The founder of Telegram has claimed a cyber attack that disrupted the messaging platform was carried out to coincide with protests in Hong Kong.

Pavel Durov said a Distributed Denial of Service (DDoS) attack, which struck the company on Wednesday, originated from “mostly Chinese IP addresses”.

Hundreds of thousands of activists have taken to the streets of Hong Kong to protest against a proposed extradition bill which would allow people from the territory to be sent to mainland China to stand trial.

Communication apps such as Telegram, which use encryption to secure messages, are often used by activists to organise protests. Telegram is blocked in mainland China.
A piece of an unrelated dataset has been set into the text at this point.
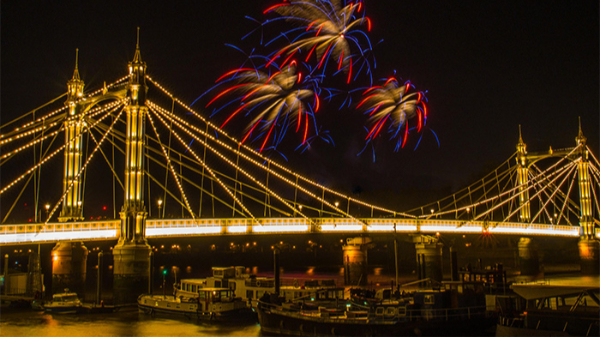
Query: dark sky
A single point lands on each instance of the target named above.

Mr Durov said Telegram had seen disruption attempts during protests in the city in the past because protesters use the service to organise themselves.

DDoS attacks are designed to flood a service with traffic to disrupt it or take it offline, rather than attempting to steal data.

“IP addresses coming mostly from China. Historically, all state actor-sized DDoS (200-400 Gb/s of junk) we experienced coincided in time with protests in Hong Kong (coordinated on @telegram). This case was not an exception,” Mr Durov tweeted.

On Wednesday, the messaging app confirmed it was having issues because of an attack, and provided a colourful explanation on how the attack works.

“We’re currently experiencing a powerful DDoS attack, Telegram users in the Americas and some users from other countries may experience connection issues,” the company said on Twitter.

“A DDoS is a ‘Distributed Denial of Service attack’: your servers get GADZILLIONS of garbage requests which stop them from processing legitimate requests. Imagine that an army of lemmings just jumped the queue at McDonald’s in front of you – and each is ordering a whopper.”

Shortly afterwards, the platform confirmed its systems had stabilised and user data was safe.